During the last two years, the notion of layering has become part of her work. Unsatisfied with the lack of depth in her prints, she began to bring different pieces of paper together, including etchings and embossings, to make abstract collages that reflect the rich textures of her experiences with Italy. More than 15 of these works are on view at Le Cafe Restaurant & Jazz Club in the show "Ancient Riffs."

"I like Roberta's work because it's got a sense of the European old world and a contemporary feel too," Le Cafe owner Paul Jaffe said.

There are the familiar arches of the Ponte Vecchio in two collages. A Japanese symbol in one work is indicative of "my interest in other cultures too," she said. Some elements of her compositions represent the Etruscan people.

Beyond her artwork, Kritzia has been motivated to introduce people to Italy in a more direct way. During her upcoming trip there, she will lead a small group from the Los Angeles area on a 16-day Italian journey, visiting hill towns unknown to most Americans. Kritzia enjoys "sharing what I know with other people," she said. "Being Italian is a state of mind."

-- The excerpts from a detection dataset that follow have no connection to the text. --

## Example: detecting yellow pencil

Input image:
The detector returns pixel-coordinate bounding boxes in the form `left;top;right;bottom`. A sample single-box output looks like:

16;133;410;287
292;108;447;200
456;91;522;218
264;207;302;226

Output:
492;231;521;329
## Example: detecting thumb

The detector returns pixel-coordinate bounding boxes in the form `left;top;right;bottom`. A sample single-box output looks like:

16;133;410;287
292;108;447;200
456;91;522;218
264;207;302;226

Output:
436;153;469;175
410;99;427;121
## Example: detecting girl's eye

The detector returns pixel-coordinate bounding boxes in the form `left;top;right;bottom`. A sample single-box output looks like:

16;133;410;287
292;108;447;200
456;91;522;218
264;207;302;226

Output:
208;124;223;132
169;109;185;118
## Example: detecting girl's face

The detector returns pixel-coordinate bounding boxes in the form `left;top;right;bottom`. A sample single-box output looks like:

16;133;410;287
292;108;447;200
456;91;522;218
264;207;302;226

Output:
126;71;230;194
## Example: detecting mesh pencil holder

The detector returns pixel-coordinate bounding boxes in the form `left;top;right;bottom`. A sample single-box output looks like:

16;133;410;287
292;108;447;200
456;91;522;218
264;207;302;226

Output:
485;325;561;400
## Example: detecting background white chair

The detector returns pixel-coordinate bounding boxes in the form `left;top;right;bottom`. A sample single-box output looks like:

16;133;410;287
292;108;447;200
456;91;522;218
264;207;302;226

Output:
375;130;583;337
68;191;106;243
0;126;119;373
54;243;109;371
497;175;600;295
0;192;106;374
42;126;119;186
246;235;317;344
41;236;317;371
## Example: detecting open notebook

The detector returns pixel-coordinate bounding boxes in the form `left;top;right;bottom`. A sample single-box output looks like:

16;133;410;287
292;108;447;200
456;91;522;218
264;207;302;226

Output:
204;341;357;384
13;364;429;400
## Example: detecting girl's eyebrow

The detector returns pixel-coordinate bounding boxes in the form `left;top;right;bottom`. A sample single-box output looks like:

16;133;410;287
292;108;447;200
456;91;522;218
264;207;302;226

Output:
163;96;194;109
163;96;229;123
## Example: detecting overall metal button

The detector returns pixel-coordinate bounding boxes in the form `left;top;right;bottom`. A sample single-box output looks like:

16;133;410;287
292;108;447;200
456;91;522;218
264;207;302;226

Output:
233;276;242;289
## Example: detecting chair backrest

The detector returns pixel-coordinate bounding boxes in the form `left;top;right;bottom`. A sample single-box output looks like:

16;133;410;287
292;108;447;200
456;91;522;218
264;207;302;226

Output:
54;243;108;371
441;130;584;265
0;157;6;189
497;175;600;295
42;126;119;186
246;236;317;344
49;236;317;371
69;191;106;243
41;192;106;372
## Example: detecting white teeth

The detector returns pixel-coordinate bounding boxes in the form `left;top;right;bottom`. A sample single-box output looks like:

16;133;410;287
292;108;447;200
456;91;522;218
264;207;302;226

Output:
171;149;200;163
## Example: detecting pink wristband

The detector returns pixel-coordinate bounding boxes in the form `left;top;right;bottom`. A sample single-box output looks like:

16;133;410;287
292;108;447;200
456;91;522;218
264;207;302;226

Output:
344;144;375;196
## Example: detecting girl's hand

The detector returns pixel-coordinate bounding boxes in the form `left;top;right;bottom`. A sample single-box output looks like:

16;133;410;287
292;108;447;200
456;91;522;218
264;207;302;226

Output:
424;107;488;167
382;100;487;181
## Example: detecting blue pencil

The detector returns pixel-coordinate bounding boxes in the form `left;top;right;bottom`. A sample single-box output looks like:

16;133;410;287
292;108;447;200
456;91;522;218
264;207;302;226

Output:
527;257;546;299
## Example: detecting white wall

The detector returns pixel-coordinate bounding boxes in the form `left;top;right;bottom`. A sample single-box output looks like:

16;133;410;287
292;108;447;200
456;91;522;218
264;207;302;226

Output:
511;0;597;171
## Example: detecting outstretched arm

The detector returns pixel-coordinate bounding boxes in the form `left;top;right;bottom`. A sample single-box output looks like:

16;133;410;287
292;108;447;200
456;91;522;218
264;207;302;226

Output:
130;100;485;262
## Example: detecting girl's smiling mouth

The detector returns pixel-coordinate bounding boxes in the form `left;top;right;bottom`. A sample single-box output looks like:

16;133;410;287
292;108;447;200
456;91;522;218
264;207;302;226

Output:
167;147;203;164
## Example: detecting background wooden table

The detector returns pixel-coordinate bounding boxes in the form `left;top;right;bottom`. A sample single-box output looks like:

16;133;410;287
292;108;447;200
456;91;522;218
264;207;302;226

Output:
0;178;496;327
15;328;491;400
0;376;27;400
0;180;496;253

What: "J. Anthony Vergona: Vessels of the Spirit."

Location: Orlando Gallery, 14553 Ventura Blvd., Sherman Oaks.

Hours: 10 a.m. to 4 p.m. Tuesdays through Saturdays, through Aug. 2.

Call: (818) 789-6012.

Other exhibit: Paintings by Vergona dating from the 1960s to the present are on view at the Eclectic Gallery, 5156 Lankershim Blvd., North Hollywood, through Aug. 15. Call (818) 760-2233.

What: "Ancient Riffs by Roberta Kritzia."

Location: Le Cafe, 14633 Ventura Blvd., Sherman Oaks.

Hours: 11 a.m. to 2 a.m. Mondays through Fridays, 9 a.m. to 2 a.m. Saturdays and Sundays, through Aug. 15.